Neapolitan Spritz Cookies
Neapolitan Spritz Cookies
Ingrediënten
- 1½ cups of softened butter
- 1 cup of granulated sugar
- 1 teaspoon of baking powder
- 1 large egg
- 1 teaspoon of vanilla bean paste or 1 tablespoon of vanilla extract
- 3½ cups of all-purpose flour
- 2 ounces of bittersweet chocolate finely chopped and melted
- 2 tablespoons of strawberry-flavored gelatin
Preparation Time: 50 minutes / Baking Time: 7 minutes per batch at 375°F
Instructies
- Preheat your oven to 375°F (190°C).
- In a large mixing bowl, use an electric mixer to beat the softened butter on medium to high speed for about 30 seconds.

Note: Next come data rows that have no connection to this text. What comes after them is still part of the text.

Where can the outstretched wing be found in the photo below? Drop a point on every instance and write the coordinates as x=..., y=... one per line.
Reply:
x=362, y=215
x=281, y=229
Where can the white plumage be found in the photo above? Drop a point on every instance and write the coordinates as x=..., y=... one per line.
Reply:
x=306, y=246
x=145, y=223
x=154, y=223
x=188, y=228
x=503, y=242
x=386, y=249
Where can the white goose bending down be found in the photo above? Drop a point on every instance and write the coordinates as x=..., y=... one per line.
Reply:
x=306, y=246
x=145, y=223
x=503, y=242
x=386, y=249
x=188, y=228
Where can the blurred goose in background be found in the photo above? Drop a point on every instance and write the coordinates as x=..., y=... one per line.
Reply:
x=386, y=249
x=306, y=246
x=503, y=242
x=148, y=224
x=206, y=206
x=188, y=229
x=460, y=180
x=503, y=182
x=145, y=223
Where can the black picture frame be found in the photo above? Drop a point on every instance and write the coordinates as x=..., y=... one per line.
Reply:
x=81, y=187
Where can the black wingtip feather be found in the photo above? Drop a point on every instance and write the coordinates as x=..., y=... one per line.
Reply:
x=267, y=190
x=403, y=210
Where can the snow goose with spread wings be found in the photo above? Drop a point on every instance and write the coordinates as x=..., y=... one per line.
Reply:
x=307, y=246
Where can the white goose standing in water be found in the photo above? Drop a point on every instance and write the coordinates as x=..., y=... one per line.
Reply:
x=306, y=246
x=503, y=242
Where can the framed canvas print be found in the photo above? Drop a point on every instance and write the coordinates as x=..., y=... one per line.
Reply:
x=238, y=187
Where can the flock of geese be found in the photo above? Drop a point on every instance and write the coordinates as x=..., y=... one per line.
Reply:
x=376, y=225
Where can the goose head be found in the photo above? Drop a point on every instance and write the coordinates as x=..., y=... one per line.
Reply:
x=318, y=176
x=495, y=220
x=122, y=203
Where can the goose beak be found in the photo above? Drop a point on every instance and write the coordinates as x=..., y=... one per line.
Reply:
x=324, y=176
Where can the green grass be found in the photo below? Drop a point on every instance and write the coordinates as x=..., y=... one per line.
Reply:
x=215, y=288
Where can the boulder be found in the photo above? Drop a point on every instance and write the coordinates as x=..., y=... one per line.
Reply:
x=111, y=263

- Add the granulated sugar and baking powder.
- Beat until well combined, scraping the sides of the bowl as needed.
- Then, beat in the egg and vanilla bean paste (or vanilla extract) until fully combined.
- Gradually add the all-purpose flour and mix until a smooth dough forms.
- Divide the dough into three equal portions.
- In one of the portions, stir the melted bittersweet chocolate until the chocolate is fully incorporated into the dough.
- In the second portion, stir the strawberry-flavored gelatin until well combined with the dough.
- Leave the third portion plain.
- There’s no need to chill the dough at this point.
- Take equal-sized pieces from each of the three colored doughs.
- Roll these pieces into logs and place them together to fit into a cookie press fitted with a ribbon or star-shaped disk.
- Use the cookie press to force the dough through onto an ungreased cookie sheet.
- Bake in the preheated oven for 7 to 9 minutes, or until the edges are firm and just starting to brown.
- Once baked, remove the cookies from the oven and allow them to cool on wire racks.
Notes / Tips / Wine Advice:
This recipe yields approximately 112 servings, with each serving being one cookie.